The area around FedEx is all about missed opportunities. So is the PILOTs program.

Surely, if we should have seized just one chance to shape a singularly powerful economic anchor for our region, one that could have come to symbolize the vibrancy of Memphis, it should have been the area of Hacks Cross and Winchester Roads.

So what did our lack of vision bring us? A FedEx World Headquarters surrounded by suburban shopping centers; a concentration of big box retail – Costco, Wal-Mart, Target, Lowe’s, Sportsman’s Warehouse and Sam’s Town; at least 31 restaurants (we lose count), an impressive array of fast food and chain places; the hotel – a Holiday Inn Express; two cell phone stores; cash advance stores; an uninspired Starbucks; Michael’s; PetSmart; Walgreen’s; and, well, you get the picture.

In case you missed the big news, the Shelby County Board of Commissioners has paved (pun intended) the way for a new Nissan dealership to be added to the mix.

At the intersection that should have been Memphis’ prime location stands a drug store, a gas station and a bank.

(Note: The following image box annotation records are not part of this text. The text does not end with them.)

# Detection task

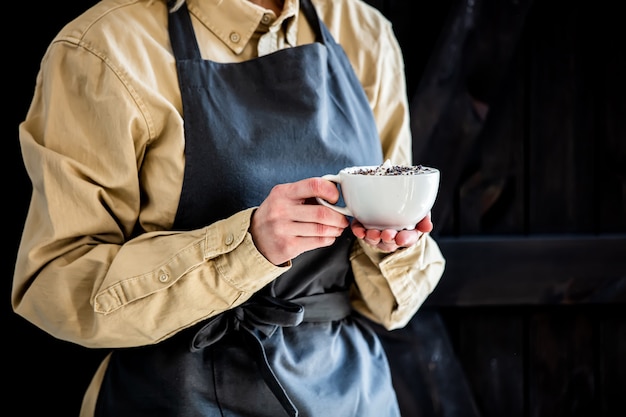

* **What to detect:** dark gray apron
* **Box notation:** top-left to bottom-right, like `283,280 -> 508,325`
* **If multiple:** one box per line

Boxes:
96,0 -> 399,417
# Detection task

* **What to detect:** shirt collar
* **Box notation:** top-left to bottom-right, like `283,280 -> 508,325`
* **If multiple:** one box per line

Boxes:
187,0 -> 300,54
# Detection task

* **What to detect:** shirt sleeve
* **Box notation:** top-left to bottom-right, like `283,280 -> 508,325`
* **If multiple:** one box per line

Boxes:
12,40 -> 290,348
349,6 -> 445,329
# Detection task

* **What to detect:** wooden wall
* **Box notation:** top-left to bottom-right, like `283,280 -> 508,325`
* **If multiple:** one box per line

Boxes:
373,0 -> 626,417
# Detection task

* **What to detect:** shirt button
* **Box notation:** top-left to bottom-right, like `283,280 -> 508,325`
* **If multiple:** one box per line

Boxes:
229,32 -> 241,43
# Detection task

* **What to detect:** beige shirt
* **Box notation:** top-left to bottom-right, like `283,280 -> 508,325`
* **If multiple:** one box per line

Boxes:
12,0 -> 444,408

Also, proponents of the PILOTs told consultants that the tax freezes help fill vacant properties. Again, it’s as if they don’t drive around in this county. While there is warehouse after warehouse in Southeast Shelby County (with most not paying taxes), there is nothing that the PILOTs program has done to revive the multi-modal centers that stand along I-55 between I-240 and Riverside Drive as sad reminders of the abandonment of the urban core.

These are the facilities that were once thriving hubs of activity for Memphis’ distribution industry, but instead of giving incentives to keep them healthy and to optimize the existing infrastructure already paid for there, PILOTs were used as incentives for green field development of the distribution business. These vacant rail and truck yards are stark proof that the PILOTs program, as it now exists, is all about real estate development, not economic development.